# Def2Vec

This notebook shows usage examples of the [Def2Vec](https://aclanthology.org/2023.icnlsp-1.21) word embedding model

## Environment preparation

In the following we are going to do some preliminary steps:
- Mounting drive (optional)
- Installing dependancies
- Importing packages

### Mount drive

> **NOTE**
>
> This step is required only if you are running the notebook in Google Colab.

Mount the Google Drive storage with the embedding model to load

In [None]:
from google.colab import drive
drive.mount('/content/drive')

Set the current working directory to the one with the embedding model to load

In [None]:
import os
os.chdir('/content/drive/MyDrive/Def2Vec')  # Here should go the path to the directory with the embeddings
os.getcwd()

### Install dependancies

Install all the Python packages necessary to run this notebook

In [None]:
!pip -q install numpy
!pip -q install nltk
!pip -q install POT
!pip -q install gensim

### Import packages

Import all the Python packages necessary to run this example

In [None]:
from gensim.models import KeyedVectors

## Load model

Load the embedding model

In [None]:
path = './def2vec_en_wikitionary_300.kv'

In [None]:
def_2_vec = def2vec = KeyedVectors.load(path)

## Examples

These examples are based on the examples of the *KeyedVectors* in the [Gensim](https://radimrehurek.com/gensim/index.html) package.
Source: [link](https://radimrehurek.com/gensim/models/keyedvectors.html#what-can-i-do-with-word-vectors).

### Embeddings extraction

In [None]:
vector = def_2_vec['computer']  # numpy vector of a word
print(vector.shape)

Apply normalisation

In [None]:
vector = def_2_vec.get_vector('office', norm=True)
print(sum(vector ** 2))

### Analogies

Find the word that could solve the analogy.
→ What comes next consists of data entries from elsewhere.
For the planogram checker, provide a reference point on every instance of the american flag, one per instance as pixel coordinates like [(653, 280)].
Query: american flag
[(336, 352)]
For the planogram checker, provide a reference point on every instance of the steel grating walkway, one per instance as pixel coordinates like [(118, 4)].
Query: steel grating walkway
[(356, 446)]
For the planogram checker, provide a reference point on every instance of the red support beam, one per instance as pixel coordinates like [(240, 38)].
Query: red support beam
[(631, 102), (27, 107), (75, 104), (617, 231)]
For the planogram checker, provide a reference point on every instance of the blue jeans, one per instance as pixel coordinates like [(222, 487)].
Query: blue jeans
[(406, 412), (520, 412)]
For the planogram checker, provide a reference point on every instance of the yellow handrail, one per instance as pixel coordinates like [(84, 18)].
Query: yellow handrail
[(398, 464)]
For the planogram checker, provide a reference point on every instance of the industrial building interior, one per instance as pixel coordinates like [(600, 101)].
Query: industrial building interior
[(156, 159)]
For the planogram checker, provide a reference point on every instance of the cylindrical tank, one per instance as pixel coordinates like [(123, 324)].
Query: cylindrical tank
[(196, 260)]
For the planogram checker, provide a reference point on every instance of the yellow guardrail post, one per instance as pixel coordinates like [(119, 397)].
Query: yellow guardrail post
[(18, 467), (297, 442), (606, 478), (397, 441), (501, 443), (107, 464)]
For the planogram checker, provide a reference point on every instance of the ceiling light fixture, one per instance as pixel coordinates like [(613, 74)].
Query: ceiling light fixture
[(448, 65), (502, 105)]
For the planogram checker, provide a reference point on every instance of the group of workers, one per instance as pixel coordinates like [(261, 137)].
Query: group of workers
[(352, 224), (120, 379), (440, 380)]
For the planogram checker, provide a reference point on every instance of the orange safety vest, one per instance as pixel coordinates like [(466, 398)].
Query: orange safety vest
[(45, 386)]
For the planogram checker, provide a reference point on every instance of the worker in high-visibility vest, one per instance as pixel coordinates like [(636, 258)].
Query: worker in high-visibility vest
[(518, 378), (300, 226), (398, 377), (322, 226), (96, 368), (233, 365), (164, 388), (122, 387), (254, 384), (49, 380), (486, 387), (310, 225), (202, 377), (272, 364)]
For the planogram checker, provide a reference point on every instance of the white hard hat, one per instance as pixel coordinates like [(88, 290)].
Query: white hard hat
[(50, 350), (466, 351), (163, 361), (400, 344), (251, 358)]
Using the default *cosine similarity* measure.

In [None]:
result = def_2_vec.most_similar(positive=['woman', 'king'], negative=['man'])
most_similar_key, similarity = result[0]  # look at the first match
print(f"{most_similar_key}: {similarity:.4f}")
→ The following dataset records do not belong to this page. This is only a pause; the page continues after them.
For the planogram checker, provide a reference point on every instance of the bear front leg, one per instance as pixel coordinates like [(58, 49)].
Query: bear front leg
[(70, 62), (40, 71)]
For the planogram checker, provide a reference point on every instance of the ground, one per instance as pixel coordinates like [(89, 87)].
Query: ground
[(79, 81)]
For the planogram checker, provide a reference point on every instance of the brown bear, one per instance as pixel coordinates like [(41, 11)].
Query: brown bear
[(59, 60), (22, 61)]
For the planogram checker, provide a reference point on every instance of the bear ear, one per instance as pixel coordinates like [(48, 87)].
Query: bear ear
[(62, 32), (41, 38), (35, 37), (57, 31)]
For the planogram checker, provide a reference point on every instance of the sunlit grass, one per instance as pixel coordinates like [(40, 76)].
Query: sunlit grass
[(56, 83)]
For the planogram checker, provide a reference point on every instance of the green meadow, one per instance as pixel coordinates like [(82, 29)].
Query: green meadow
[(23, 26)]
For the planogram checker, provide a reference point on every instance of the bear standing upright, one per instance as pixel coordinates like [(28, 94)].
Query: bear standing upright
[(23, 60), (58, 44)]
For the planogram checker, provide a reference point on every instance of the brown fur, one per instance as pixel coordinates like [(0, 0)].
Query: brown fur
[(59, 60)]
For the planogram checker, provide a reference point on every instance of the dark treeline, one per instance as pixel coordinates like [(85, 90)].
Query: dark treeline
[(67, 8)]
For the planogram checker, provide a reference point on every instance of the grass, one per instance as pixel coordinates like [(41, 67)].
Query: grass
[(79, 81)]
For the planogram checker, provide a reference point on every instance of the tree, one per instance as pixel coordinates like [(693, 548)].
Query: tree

Using a different similarity measure: *cosmul* and a .

In [None]:
result = def_2_vec.most_similar_cosmul(positive=['woman', 'king'], negative=['man'])
most_similar_key, similarity = result[0]  # look at the first match
print(f"{most_similar_key}: {similarity:.4f}")

### Outliers

Identify outliers

In [None]:
print(def_2_vec.doesnt_match("breakfast cereal dinner lunch".split()))

### Word similarity

Compute word similarity

Word pair

In [None]:
similarity = def_2_vec.similarity('woman', 'man')
print(similarity > 0.8)

Multiple words

In [None]:
similarity = def_2_vec.n_similarity(['sushi', 'shop'], ['japanese', 'restaurant'])
print(f"{similarity:.4f}")

### Search words

Search for the most similar word(s)

In [None]:
result = def_2_vec.similar_by_word("cat")
most_similar_key, similarity = result[0]  # look at the first match
print(f"{most_similar_key}: {similarity:.4f}")
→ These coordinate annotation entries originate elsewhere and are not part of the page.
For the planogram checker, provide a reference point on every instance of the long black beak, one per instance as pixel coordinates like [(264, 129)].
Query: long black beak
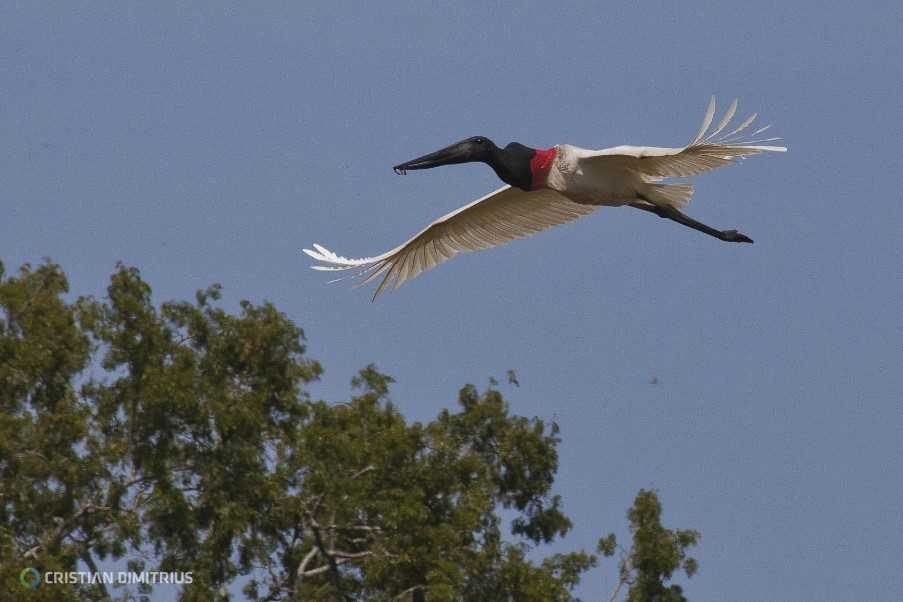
[(455, 153)]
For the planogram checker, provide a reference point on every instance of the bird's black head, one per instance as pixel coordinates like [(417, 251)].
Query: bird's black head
[(476, 148), (511, 164)]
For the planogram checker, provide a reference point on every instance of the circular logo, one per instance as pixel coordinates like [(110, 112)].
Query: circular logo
[(30, 577)]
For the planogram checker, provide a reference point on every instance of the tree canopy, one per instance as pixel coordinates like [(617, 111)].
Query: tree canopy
[(183, 438)]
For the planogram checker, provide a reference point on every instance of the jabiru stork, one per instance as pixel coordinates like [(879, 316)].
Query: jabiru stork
[(545, 188)]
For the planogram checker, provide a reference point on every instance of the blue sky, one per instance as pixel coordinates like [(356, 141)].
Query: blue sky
[(211, 143)]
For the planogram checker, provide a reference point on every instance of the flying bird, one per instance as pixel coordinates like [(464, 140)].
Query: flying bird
[(545, 188)]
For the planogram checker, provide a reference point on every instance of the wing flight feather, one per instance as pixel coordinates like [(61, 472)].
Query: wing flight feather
[(495, 219)]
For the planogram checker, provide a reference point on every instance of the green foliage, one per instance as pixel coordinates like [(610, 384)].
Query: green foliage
[(182, 438), (655, 555)]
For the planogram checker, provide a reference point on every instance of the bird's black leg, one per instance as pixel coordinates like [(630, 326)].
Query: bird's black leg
[(681, 218)]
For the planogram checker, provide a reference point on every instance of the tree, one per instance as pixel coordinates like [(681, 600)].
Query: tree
[(182, 438), (654, 556)]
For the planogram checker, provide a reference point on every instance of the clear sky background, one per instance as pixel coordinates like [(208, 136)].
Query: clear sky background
[(211, 143)]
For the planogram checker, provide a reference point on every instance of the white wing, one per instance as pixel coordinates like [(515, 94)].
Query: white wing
[(495, 219), (704, 153)]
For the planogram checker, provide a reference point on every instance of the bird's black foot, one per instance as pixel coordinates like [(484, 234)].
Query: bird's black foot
[(734, 236)]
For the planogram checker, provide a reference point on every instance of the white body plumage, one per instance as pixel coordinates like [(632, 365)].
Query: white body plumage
[(577, 182)]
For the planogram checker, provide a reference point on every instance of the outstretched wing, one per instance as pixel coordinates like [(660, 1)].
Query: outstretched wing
[(495, 219), (707, 151)]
### Words Mover's Distance

Compute similarity between two sentences using the *Words Mover's Distance*

In [None]:
sentence_1 = 'Obama speaks to the media in Illinois'.lower().split()
sentence_2 = 'The president greets the press in Chicago'.lower().split()

In [None]:
similarity = def_2_vec.wmdistance(sentence_1, sentence_2)
print(f"{similarity:.4f}")

In [None]:
distance = def_2_vec.distance("media", "media")
print(f"{distance:.1f}")